If you've got an ordered list as output and an ordered list for reference you can now use python to easily calculate these sweet rank-based metrics: Kendall's Tau, Mean Reciprocal Rank, Normalized Discounted Cumulative Gain and Expected Reciprocal Rank.
If you're into Machine Learning, you probably already know that Learning to Rank is the new black. RankEval is a set of python modules that implement some of the metrics that came out of Yahoo's Learning to Rank competition. It was made for use in Machine Translation but works elsewhere, too. Since it's new, it doesn't have much (any) documentation. This fills in the blanks.
This part let's python know about the library. You should modify rank_eval_dir
to point to the place where you downloaded it. You can get rid of this by modifying PYTHONPATH
import sys
rank_eval_dir = './rankeval-master/src/'
sys.path.append(rank_eval_dir)
The biggest part of Data Science (maybe programming in general) is schlepping data. Don't let your maths professors fool you, the first step to getting the pretty graphs is mucking around with the numbers. And so it is here.
Basically, you pass these metrics an ordered list (that's the Rank part). Actually, you need two. The first is a prediction (the output of your model), the second is a reference (probably some simple transformation of the input). The metrics give you back some measure of how good your predicted ranking is.
RankEval comes with a class and some utility functions to help define the Ranking. You'll need to wrap your input in an instance of this to use the metrics. Here's an example of how to use it.
from sentence.ranking import Ranking
reference_list = [1, 2, 3, 4, 5, 6, 7, 8, 9, 10, 11, 12]
predicted_list = [2, 1, 4, 3, 6, 5, 8, 7, 10, 9, 12, 11]
reference_ranking = Ranking(reference_list)
predicted_ranking = Ranking(predicted_list)
There are two versions of each metric included in the library: an aggregate (set) version and an individual version. Here's how the individual version of Kendall's Tau works. It builds on the previous code block, where you create your Ranking objects.
from evaluation.ranking.segment import kendall_tau
result = kendall_tau(predicted_ranking, reference_ranking)
result.tau
0.8181818181818182
More individual metrics are available. Import them as reciprocal_rank
and ndgc_err
from the same module.
This is where it gets real. When you adapt this code for your own problems this is probably what you'll start with.
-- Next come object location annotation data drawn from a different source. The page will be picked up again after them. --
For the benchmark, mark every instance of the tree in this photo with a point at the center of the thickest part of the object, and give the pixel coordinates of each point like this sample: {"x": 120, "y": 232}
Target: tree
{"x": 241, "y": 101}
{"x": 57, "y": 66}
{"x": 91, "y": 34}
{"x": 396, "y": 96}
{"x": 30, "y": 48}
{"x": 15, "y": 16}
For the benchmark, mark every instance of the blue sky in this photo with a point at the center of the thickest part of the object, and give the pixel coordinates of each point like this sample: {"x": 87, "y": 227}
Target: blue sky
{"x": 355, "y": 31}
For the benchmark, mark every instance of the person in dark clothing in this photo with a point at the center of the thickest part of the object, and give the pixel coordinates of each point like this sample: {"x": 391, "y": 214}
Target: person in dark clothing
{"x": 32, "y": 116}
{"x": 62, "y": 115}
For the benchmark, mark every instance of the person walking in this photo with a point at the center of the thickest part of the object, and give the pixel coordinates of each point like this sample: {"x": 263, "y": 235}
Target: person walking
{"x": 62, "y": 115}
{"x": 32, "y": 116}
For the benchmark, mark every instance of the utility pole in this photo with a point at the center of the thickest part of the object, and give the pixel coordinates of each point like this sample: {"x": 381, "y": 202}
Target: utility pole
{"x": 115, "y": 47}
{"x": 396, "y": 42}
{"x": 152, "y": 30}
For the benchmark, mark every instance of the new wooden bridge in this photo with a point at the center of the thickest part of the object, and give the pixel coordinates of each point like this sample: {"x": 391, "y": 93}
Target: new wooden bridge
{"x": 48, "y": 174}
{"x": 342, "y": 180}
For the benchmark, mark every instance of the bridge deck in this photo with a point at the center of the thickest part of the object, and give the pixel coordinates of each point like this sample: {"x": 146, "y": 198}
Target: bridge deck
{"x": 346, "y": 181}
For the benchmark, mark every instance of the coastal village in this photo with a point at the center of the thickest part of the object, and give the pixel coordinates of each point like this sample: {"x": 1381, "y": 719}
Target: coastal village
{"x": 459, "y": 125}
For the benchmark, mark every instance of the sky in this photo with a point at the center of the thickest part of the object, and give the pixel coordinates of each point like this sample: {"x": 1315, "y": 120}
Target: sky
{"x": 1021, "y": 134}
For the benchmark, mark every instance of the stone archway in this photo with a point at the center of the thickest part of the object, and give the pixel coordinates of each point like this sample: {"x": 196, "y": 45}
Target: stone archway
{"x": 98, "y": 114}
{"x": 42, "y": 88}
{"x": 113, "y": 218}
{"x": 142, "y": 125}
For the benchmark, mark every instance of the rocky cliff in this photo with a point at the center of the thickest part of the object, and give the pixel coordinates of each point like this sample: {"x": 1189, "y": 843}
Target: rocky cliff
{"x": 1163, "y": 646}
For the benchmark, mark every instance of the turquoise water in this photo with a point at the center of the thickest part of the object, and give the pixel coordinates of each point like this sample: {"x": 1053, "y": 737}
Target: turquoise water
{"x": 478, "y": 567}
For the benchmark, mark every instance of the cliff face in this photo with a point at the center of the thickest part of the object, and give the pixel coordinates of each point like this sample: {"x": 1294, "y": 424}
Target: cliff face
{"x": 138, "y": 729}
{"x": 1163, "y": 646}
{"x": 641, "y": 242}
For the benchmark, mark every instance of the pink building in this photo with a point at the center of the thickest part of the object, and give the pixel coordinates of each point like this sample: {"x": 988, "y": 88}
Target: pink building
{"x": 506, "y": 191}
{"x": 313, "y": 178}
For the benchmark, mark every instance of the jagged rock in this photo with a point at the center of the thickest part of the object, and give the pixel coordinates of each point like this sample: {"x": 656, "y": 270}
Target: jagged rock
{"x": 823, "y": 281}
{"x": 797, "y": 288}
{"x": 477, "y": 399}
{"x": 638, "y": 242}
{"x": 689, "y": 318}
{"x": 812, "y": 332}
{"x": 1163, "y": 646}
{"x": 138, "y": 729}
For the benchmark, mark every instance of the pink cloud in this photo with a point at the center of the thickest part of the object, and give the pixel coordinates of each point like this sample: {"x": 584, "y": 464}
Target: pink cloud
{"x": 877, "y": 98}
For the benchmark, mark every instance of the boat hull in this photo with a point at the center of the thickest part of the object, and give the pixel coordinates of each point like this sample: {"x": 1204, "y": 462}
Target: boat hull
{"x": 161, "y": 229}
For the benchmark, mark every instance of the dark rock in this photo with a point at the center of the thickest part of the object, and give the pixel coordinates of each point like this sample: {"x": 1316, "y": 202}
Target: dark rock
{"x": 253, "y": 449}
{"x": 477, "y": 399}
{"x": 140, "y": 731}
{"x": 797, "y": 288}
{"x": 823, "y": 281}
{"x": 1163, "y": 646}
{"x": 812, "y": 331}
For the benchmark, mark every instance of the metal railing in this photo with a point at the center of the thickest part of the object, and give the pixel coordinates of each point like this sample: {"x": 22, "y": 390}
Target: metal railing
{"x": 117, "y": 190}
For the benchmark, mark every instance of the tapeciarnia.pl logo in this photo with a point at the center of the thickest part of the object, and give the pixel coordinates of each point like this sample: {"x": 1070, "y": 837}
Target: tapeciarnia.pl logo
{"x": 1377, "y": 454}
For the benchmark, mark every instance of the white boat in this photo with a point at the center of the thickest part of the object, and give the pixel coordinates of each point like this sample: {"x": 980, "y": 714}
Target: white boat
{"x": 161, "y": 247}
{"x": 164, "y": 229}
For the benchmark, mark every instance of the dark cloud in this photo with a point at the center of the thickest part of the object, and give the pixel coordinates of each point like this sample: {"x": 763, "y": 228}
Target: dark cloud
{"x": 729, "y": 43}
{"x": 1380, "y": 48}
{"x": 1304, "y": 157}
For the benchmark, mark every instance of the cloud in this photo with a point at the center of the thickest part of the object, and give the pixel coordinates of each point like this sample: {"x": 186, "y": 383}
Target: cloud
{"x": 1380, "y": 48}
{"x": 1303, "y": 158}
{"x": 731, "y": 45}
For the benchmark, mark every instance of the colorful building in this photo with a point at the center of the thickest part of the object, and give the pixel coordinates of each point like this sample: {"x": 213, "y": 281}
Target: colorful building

from evaluation.ranking.set import kendall_tau_set
# make a second example prediction
predicted_list_two = [12, 2, 3, 4, 5, 6, 7, 8, 9, 10, 11, 1]
predicted_ranking_two = Ranking(predicted_list_two)
predicted_set = [predicted_ranking, predicted_ranking_two]
reference_set = [reference_ranking, reference_ranking]
result_set = kendall_tau_set(predicted_set, reference_set)
result_set
{'tau': 0.5909090909090909, 'tau_all_pairs': 132, 'tau_avg_seg': 0.59090909090909094, 'tau_avg_seg_prob': 4.2322067287064823e-27, 'tau_concordant': 105, 'tau_discordant': 27, 'tau_original_ties': 0, 'tau_predicted_ties': 0, 'tau_predicted_ties_per': 0.0, 'tau_prob': 9.1709457975947886e-24, 'tau_sentence_ties': 0, 'tau_sentence_ties_per': 0.0, 'tau_valid_pairs': 132}
More metrics: mrr
, avg_ndgc_err
This is a pretty simple example, but it should be enough to get you started. In real world applications the elements in your reference set are likely to be unique (instead of duplicates, as in this example) and each entry should line up with it's corresponding prediction in the predicted set.
If your reference does turn out to be some simple transformation of your input, you should probably use some kind of Cross-Validation.
May your beards always be full and your frames thick.